In its analysis of the big four banks, the firm said it expects a neutral outlook in FY2026, with earnings remaining relatively stable. This outlook will be underpinned by solid loan growth, stable net interest margins (NIM) and low cost of risk (COR), though offset by higher operating costs.
Providing the backdrop for this outlook is Morningstar’s anticipation that the Australian economy will expand in the coming year, with GDP projected to grow 2.2 per cent in 2026. This expectation aligns with Ausbil’s outlook, though it forecasts stronger growth at 2.8 per cent.

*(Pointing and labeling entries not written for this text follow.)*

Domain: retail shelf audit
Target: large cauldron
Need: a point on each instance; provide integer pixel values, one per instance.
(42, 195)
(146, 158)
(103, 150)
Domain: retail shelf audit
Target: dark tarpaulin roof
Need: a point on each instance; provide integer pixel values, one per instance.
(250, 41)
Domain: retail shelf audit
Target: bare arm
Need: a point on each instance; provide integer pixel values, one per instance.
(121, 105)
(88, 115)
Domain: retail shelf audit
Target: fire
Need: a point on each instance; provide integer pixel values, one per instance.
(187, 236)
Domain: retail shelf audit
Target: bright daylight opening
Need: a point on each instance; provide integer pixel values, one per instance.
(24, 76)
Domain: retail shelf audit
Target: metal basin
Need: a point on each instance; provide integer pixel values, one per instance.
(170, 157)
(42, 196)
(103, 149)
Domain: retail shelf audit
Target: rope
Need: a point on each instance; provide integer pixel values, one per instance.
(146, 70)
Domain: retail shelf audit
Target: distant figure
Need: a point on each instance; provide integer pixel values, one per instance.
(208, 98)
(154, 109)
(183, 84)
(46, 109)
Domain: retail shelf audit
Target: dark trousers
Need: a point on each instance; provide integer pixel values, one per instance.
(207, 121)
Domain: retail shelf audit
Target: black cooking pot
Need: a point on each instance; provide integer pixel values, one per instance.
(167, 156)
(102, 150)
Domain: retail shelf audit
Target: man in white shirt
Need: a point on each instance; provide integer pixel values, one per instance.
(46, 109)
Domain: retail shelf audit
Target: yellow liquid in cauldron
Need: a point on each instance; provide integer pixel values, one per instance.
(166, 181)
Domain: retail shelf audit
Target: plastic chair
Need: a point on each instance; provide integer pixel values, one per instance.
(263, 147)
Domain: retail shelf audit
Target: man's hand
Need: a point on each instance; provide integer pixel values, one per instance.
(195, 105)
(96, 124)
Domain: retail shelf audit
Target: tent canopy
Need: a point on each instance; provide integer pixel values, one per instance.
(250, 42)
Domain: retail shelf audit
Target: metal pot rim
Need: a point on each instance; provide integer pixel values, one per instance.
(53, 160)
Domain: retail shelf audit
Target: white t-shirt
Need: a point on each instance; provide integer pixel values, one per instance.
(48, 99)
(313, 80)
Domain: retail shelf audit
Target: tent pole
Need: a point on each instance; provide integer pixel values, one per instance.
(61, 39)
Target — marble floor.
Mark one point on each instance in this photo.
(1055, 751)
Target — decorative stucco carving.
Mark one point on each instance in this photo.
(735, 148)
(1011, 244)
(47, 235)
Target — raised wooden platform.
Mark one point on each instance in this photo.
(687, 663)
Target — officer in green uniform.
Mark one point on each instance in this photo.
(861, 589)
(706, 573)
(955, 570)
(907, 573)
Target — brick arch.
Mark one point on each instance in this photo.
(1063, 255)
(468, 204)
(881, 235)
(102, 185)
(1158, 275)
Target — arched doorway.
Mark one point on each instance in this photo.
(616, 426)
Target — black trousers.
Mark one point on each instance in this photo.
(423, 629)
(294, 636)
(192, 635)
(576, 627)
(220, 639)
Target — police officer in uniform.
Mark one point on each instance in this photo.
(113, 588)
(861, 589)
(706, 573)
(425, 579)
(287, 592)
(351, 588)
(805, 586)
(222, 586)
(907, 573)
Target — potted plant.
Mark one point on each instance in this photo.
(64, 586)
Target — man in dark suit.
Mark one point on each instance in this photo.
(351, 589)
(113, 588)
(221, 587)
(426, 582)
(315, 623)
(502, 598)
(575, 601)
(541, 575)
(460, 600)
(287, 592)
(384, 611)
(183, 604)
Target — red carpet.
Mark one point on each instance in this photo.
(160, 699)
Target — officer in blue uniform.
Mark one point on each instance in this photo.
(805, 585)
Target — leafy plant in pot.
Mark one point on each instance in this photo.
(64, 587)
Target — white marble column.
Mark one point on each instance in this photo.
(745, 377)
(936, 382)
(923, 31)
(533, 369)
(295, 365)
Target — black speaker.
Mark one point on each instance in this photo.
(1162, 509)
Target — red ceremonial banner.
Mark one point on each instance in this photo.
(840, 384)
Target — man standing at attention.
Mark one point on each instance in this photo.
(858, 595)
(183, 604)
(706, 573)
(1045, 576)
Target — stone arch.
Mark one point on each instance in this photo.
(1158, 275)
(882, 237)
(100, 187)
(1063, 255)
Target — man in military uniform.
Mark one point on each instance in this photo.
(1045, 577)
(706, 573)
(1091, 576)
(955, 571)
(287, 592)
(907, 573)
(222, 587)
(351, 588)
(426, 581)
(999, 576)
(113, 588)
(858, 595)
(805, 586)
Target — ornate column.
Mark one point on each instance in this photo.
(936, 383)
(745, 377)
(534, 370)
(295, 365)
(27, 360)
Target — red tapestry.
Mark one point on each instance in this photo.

The firm’s view is also underpinned by a supportive cash rate outlook, with the current rate at 3.6 per cent and the Reserve Bank of Australia (RBA) expected to take a data-dependent approach until underlying inflation is sustainably near the 2.5 per cent midpoint.
Morningstar also acknowledged some downside risks to this outlook, largely driven by external factors.
These risks included a potential sharp slowdown in China’s economy, rising trade tensions amid ongoing US tariffs, and a deterioration in US–China relations. Moreover, it noted that the path of interest rates may be more gradual given the recent uptick in inflation.
“We expect the banks’ NIMs will be supported by healthy loan growth, the repricing of deposits at lower rates, and the continued benefit from their structural hedge portfolios, although less than in FY2025,” Maria Rivas, senior vice president at Morningstar DBRS stated.
“Persisting downside risks are largely associated with an economic slowdown driven by external factors and the path of interest rate cuts may be more gradual given the recent uptick in inflation. Nonetheless, we consider the banks to be well positioned to navigate a potentially more difficult operating environment supported by their track record of solid earnings ability and strong capital”.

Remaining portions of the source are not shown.